They say that is a much bigger risk than any possibility of a violent crackdown by Hong Kong police or Chinese soldiers stationed in the territory. In particular, if people can't go about their daily business and the economy starts to suffer badly then public support could quickly drop, leaving the students and others in the protests isolated, warned several of the former protest organizers now living in the US.

"If it lasts too long, that will affect the lives of normal people and the movement will meet resistance from a good segment of the population," said Yang JianLi, who was a student activist attending the Tiananmen protests and is now president of the pro-democracy group Initiatives for China in Washington, DC.

The Chinese government crushed the Tiananmen protests by sending tanks and soldiers into the square in the center of Beijing 25 years ago. Human rights groups estimated that at least hundreds of people died as a result of the assault. The Chinese authorities have never released an official casualty count.

In Hong Kong, protesters have occupied large parts of the Asian financial hub since Friday as they seek to overturn Beijing's decision to vet candidates wishing to run for Hong Kong's leadership in an election in 2017, and demand the territory's current Chief Executive Leung Chun-ying step down.

Riot police used tear gas and pepper spray to quash protests over the weekend. However, Hong Kong authorities have since pulled back and no longer plan to take immediate action, a source close to Leung said on Wednesday.

Without an expansive location like Tiananmen Square in which to organize, the demonstrators in Hong Kong have often blocked city streets, a tactic that Chai Ling, who headed the protesters' headquarters at Tiananmen Square, warned against.

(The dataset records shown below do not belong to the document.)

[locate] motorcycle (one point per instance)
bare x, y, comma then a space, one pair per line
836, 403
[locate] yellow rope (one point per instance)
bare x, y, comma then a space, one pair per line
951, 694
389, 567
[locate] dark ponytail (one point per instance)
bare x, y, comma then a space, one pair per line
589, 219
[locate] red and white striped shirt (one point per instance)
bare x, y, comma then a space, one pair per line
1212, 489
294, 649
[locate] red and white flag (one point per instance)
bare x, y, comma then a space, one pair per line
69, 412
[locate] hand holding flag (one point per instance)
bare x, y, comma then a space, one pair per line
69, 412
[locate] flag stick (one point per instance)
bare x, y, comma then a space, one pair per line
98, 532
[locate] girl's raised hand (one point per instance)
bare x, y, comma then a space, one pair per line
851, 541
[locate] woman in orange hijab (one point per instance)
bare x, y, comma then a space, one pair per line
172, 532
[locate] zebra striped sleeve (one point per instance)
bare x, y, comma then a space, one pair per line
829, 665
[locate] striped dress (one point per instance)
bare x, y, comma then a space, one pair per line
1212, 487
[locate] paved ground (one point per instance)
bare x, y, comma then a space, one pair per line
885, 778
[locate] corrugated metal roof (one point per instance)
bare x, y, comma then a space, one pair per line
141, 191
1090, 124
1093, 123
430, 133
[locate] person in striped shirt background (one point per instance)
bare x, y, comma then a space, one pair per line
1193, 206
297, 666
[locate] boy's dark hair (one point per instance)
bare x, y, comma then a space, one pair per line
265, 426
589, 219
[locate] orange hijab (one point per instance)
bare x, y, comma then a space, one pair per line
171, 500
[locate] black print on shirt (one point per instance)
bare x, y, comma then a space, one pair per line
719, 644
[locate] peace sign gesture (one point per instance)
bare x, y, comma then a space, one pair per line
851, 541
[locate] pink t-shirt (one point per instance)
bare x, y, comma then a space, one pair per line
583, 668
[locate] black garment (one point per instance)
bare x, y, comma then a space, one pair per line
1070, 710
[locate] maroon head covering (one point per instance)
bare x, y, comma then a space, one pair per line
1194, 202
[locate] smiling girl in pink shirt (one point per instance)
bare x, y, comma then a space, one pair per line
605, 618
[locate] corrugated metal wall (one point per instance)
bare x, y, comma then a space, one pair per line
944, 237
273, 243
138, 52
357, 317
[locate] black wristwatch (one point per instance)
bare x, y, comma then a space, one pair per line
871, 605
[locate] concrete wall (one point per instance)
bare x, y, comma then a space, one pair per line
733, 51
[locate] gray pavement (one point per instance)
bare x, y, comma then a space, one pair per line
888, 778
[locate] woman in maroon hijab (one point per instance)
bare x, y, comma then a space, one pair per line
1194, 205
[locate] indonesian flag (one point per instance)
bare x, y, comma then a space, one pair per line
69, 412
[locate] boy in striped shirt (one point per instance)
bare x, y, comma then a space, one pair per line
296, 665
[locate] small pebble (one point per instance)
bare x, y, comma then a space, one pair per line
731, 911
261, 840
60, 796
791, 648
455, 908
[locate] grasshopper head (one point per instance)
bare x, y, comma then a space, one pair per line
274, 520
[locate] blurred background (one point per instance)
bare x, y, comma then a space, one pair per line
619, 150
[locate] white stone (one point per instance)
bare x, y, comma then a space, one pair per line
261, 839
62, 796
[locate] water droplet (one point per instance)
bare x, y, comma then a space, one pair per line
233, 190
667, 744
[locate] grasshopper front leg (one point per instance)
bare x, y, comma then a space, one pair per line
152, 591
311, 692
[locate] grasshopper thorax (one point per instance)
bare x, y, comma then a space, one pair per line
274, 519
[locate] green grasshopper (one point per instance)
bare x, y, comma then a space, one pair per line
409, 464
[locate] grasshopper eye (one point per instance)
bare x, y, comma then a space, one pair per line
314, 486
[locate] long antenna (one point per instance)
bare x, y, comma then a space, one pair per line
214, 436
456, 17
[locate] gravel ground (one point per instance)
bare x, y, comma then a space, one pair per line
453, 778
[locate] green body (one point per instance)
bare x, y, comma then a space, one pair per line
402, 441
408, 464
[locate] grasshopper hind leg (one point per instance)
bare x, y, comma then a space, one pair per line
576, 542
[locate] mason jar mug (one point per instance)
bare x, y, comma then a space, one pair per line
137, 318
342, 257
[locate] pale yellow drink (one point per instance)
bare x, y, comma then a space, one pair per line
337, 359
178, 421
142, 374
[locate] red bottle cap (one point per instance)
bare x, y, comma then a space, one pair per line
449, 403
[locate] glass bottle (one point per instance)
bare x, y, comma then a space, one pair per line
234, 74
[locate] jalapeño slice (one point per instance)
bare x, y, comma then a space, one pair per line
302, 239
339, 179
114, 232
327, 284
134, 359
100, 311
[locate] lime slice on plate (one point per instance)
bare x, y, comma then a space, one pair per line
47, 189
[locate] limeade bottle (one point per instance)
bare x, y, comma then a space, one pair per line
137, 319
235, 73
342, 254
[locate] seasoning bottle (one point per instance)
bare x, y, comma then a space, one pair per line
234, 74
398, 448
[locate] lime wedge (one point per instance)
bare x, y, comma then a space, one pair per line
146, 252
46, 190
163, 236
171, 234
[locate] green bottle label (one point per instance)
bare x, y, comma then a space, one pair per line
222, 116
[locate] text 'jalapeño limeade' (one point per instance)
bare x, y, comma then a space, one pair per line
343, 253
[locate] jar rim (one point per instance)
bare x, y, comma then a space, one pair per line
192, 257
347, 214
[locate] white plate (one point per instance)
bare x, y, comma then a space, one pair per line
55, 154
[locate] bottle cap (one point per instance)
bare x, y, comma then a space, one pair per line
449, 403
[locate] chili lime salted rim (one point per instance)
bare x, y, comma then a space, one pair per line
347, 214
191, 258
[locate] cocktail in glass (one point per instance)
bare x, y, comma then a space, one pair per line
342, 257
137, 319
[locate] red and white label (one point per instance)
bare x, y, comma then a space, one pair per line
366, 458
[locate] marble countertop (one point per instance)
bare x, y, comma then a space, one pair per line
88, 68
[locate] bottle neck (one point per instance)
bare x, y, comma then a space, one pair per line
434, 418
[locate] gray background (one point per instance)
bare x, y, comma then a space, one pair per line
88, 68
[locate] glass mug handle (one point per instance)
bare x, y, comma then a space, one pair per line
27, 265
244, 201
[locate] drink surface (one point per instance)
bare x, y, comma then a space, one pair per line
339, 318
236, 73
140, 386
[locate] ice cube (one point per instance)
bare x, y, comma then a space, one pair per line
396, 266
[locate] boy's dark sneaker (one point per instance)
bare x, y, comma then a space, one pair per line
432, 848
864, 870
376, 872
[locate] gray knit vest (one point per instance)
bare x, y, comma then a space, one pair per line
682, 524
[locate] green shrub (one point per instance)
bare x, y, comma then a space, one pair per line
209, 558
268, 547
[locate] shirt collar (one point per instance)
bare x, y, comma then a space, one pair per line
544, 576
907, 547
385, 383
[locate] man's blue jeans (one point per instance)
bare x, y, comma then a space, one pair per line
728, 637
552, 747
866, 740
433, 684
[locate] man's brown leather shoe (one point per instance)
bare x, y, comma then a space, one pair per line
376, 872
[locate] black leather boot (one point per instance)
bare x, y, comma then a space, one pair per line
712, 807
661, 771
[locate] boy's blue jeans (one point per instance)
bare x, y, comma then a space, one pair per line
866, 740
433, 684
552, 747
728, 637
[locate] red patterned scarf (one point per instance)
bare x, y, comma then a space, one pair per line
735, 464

"People who want to go to work, must be able to go to work," said Chai in a phone interview from Boston where she runs All Girls Considered, a group seeking to end China's one-child policy.

Students in Tiananmen Square actually helped facilitate traffic on Chang'an Avenue, one of the main arteries leading into the area of the square.

Shen Tong, who co-chaired a delegation of students at Tiananmen Square that spoke with the Chinese government about protesters' demands, said they ran an organized mini-city at Tiananmen for months and "everyone was on their best behavior."

Shen said he is hopeful Hong Kong protesters, who have been cleaning up trash at their demonstration sites and maintained a non-violent approach, can capitalize on such behavior.

However, the surge of Hong Kong people who joined the movement to show solidarity after riot police used tear gas on protesters will likely ebb as the authorities have backed off, said Shen, who now lives in New York and runs VFinitiy, a software company.

Zhang Boli, who organized student hunger strikes at Tiananmen and who now runs a Christian church in eastern Los Angeles, said that while protesters may face a battle to maintain the momentum of their movement, he doesn't think they will face a brutal crackdown.

"China will not use tanks and guns in Hong Kong," because the current leadership is more concerned with the potential international response than leaders in 1989, Zhang said.